A similar theme is expected to play out for HSBC. Profits are set to broadly double year-on-year in both the fourth quarter and the full year. Below is a table outlining what analysts expect when it comes to some of HSBC’s core metrics for both the fourth quarter and the full year:
(Billions) |
Q4 2020 |
Q4 2021E |
FY 2020 |
FY 2021E |
Reported Revenue |
$11.8 |
$12.0 |
$50.4 |
$50.1 |
Net Interest Margin |
1.22% |
1.19% |
1.32% |
1.20% |
Reported Pretax Profit |
$1.4 |
$3.0 |
$8.8 |
$19.4 |
HSBC said the revenue outlook was ‘becoming more positive’ when it released third quarter earnings and said this should continue going forward as loan demand picks up and interest rates rise. Low interest rates and the uncertainty lingering over the economy in 2021 means topline income will be down in 2021, but analysts believe this can grow by over 5% in 2022.
HSBC is expected to follow its peers by continuing to unwind the large sums put aside to cover loans that could have potentially gone sour during the pandemic as the global economy bounces back. Analysts are expecting HSBC to see a net boost from Expected Credit Losses (ECL) of $123 million in the fourth quarter compared to the hefty $1.2 billion drag that was seen the year before. For the full year, HSBC is expected to benefit from a net release of almost $1.5 billion compared to the $8.8 billion provision made in 2020.
The net interest margin is being closely-watched and will contract this year like it has at other banks as low interest rates squeeze profitability, but analysts are currently expecting HSBC to grow its margin to 1.25% in 2022 on expectations that it will be able to keep costs broadly flat and grow topline income thanks to higher loan demand and rates.
Investors will want to see HSBC reiterate its commitment to deliver a return on tangible equity of at least 10% over the medium-term (from 9.1% on an annualised rate in Q3) to demonstrate it can keep a cap on rising costs amid rising inflation and increased investment. It is aiming to get its CET 1 ratio – which measures the financial strength of a bank – to more normal levels of 14.0% to 14.5% before the end of 2022, fuelled by a combination of growth and capital returns. The CET 1 ratio stood at 15.9% at the end of September.

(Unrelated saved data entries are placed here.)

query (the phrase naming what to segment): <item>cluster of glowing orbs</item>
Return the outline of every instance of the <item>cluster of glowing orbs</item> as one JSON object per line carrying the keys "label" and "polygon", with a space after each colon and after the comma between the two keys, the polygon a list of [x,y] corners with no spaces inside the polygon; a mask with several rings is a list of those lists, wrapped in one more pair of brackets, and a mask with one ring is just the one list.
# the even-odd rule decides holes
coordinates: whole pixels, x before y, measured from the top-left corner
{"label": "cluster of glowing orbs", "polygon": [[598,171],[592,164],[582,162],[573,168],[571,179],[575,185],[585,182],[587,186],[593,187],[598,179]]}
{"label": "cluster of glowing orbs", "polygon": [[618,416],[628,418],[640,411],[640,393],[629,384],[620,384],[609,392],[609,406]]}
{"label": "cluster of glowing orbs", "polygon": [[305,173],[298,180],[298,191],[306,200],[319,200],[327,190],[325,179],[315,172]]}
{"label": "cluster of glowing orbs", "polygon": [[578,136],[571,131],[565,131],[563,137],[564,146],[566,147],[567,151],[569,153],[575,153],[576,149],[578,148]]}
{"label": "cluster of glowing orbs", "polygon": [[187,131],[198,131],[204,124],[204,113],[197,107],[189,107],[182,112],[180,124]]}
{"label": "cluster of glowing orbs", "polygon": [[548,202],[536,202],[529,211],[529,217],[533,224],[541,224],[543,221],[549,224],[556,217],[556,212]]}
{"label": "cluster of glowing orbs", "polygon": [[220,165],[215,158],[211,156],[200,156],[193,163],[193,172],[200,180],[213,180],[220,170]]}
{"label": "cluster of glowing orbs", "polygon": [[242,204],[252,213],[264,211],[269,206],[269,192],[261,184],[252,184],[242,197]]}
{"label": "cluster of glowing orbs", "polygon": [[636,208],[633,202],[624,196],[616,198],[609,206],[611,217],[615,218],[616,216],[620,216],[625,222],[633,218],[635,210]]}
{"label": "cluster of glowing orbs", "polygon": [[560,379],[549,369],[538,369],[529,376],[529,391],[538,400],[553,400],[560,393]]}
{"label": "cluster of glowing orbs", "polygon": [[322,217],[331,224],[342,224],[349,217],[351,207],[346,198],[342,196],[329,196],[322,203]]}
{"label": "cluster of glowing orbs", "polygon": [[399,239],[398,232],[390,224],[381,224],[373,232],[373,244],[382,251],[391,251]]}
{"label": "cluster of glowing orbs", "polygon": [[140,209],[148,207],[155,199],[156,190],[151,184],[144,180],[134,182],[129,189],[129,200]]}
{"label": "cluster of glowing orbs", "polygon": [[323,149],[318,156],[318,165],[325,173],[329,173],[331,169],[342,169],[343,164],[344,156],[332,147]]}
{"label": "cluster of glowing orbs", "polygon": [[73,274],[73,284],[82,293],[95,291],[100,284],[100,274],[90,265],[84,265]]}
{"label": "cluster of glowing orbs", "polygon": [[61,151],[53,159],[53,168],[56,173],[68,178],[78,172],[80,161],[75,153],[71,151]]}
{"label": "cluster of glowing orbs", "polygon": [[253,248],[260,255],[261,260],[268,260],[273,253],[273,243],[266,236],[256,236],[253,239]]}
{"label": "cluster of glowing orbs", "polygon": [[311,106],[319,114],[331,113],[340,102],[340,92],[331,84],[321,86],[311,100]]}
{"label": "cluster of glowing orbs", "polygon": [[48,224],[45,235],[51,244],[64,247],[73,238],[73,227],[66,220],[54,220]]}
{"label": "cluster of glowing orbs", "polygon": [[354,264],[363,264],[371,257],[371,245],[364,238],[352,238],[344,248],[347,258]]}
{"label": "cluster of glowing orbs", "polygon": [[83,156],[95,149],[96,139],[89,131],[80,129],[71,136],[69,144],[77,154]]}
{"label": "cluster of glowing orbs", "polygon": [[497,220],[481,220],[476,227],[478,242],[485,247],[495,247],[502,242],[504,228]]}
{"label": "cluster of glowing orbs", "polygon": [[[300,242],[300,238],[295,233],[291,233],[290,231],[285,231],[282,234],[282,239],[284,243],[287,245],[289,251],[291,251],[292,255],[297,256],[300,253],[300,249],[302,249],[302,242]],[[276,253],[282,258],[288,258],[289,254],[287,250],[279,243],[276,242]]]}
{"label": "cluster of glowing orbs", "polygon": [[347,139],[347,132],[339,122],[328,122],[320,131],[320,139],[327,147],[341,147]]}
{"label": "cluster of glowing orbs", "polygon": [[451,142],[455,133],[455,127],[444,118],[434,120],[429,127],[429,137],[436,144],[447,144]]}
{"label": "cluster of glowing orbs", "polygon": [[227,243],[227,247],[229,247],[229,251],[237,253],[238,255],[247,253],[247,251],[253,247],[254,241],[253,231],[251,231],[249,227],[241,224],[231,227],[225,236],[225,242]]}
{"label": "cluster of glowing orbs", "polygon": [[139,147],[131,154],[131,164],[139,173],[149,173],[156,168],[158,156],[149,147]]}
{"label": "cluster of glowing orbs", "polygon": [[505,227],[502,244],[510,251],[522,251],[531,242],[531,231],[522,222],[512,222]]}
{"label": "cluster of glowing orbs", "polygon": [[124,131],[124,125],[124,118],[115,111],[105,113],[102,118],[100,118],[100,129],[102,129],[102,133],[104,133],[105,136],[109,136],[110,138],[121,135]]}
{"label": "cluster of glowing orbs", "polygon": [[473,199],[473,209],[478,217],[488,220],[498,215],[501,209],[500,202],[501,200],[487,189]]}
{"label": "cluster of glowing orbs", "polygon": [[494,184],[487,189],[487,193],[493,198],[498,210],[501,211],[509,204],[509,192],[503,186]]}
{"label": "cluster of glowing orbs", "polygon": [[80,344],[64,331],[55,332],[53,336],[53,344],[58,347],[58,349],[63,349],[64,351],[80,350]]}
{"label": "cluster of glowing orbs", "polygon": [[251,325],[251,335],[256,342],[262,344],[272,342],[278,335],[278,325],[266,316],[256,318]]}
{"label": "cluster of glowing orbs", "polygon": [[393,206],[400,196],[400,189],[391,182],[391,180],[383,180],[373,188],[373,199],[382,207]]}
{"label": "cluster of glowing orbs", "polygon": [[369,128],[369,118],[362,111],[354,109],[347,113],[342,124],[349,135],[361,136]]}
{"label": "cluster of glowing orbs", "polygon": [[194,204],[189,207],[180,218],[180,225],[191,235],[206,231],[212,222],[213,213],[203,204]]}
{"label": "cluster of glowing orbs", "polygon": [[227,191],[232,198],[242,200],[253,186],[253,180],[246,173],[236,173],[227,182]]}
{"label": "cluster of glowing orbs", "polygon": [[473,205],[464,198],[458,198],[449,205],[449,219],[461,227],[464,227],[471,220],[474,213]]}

HSBC launched a $2 billion buyback shortly after its last set of results and any further buybacks would be welcomed by the markets.
Where next for the HSBC share price?
The latest uptrend in HSBC shares began at the start of 2022, with buyers managing to push the stock to its highest level since the start of the pandemic at 567p before hitting resistance.
The stock has now broken out of the uptrend, signalling that it could be reversing. We have seen divergence from the RSI, with the stock managing to climb higher despite the indicator falling lower to present a bearish signal. If the stock remains under pressure, it could fall to the 50-day sma at 498p, which was also a level of support seen when the stock took a breather last month. Below there, the door opens to the 100-day sma at 463p and then the 200-day sma at 438p.
On the flip side, the RSI remains in bullish territory and the moving averages are climbing higher but the stock will need to break through the 567p ceiling before providing enough confidence it can head higher. This would be significant as the next key level is 598p before it can target above 600p.